Caverion Corporation (“Caverion” or the “Company”) intends to preliminarily offer new shares in the Company (the “Shares”) to institutional investors in aggregate subscription price of approximately EUR 60 million in an accelerated book-built share issue in deviation from the shareholders’ pre-emptive subscription right (the “Share Issue”). The Share Issue will be carried out within the limits of the authorisation given to the Company’s Board of Directors by the Annual General Meeting on 26 March 2018.
The largest shareholder of the Company, Security Trading Oy (holding approximately 14.74% of the shares in the Company), has indicated its interest to participate in the Share Issue pro rata to its shareholding.
The main purpose of the Share Issue is to strengthen the Company’s balance sheet in a rapid and cost-efficient manner in order to retain strategic flexibility after the payment of the anti-trust fine announced by the Company through a stock exchange release dated 12 June 2018. The Share Issue also allows the Company to diversify its shareholder base and increase the liquidity of shares.
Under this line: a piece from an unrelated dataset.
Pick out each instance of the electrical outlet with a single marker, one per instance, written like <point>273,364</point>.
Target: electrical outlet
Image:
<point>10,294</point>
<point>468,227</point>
The Share Issue is being conducted, subject to the satisfaction of certain conditions, through accelerated book-building carried out by Nordea Bank AB (publ), Finnish Branch and OP Corporate Bank plc (“Nordea” and “OP”) in which selected institutional investors may submit subscription offers for Shares. The book-building will begin immediately and it is expected to end no later than 15 June 2018 at 9.00 a.m. EEST. The book-building may, however, be closed at any time during the book-building period. The final number of and price at which the Shares will be offered will be decided by the Board of Directors of the Company at the close of the book-building. These will be announced after the close of the book-building.
In connection with the Share Issue, the Company has submitted a lock-up undertaking, according to which it has, subject to customary exceptions, undertaken not to issue or sell shares in the Company during a period of 180 days after the completion of the Share Issue.
After the close of the book-building, the Company intends to file an application for the listing of the Shares for trading on the official list of Nasdaq Helsinki Ltd (“Nasdaq Helsinki”). Trading in the Shares is expected to begin on or about 19 June 2018. The Shares will entitle their holders to shareholder rights, including the right to receive full dividends declared by the Company, if any, after the Shares have been registered with the Finnish Trade Register, which is expected to take place on or about 18 June 2018.
Nordea and OP are the lead managers of the Share Issue. The Company’s legal advisor is Castrén & Snellman Attorneys Ltd.
Board of Directors
Distribution: NASDAQ Helsinki, principal media, www.caverion.com
NOT FOR RELEASE, PUBLICATION OR DISTRIBUTION, DIRECTLY OR INDIRECTLY, IN OR INTO THE UNITED STATES, AUSTRALIA, CANADA, HONG KONG, SOUTH AFRICA, SINGAPORE, NEW ZEALAND OR JAPAN.
The information contained herein shall not constitute an offer to sell or the solicitation of an offer to buy, nor shall there be any sale of the securities referred to herein in any jurisdiction in which such offer, solicitation or sale would be unlawful prior to registration, exemption from registration or qualification under the securities laws of any such jurisdiction.
The information contained herein is not for publication or distribution, directly or indirectly, in or into the United States, Australia, Canada, Hong Kong or Japan. This release does not constitute an offer of securities for sale in the United States, nor may the securities be offered or sold in the United States absent registration or an exemption from registration as provided in the U.S. Securities Act of 1933, as amended, and the rules and regulations thereunder. There is no intention to register any portion of the issue in the United States or to conduct a public offering of securities in the United States.
Members of the public are not eligible to take part in the issue. This communication is directed (A) in the European Economic Area, only at persons who are qualified investors as defined in article 2(1)(e) of EU directive 2003/71/EC and as implemented in legislation in each of the relevant member states and (B) in the United Kingdom only at qualified investors who are: (i) investment professionals falling within article 19(5) of the Financial Services and Markets Act 2000 (Financial Promotion) order 2005 (the ”Order”), or (ii) persons falling within article 49(2) (”high net worth companies, unincorporated associations, etc.”) of the Order (all such persons together being referred to as ”relevant persons”). Any investment activity to which this communication relates will only be available to and will only be engaged with, relevant persons. Any person who is not a relevant person should not act or rely on this document or any of its contents.
Nordea and OP are acting solely for Caverion in the Share Issue and not for any other party nor do they consider any other party their client in connection with the Share Issue. Nordea and OP are not liable to any other party than Caverion and do not offer any advice relating to the Share Issue or any other matter referred to in this release.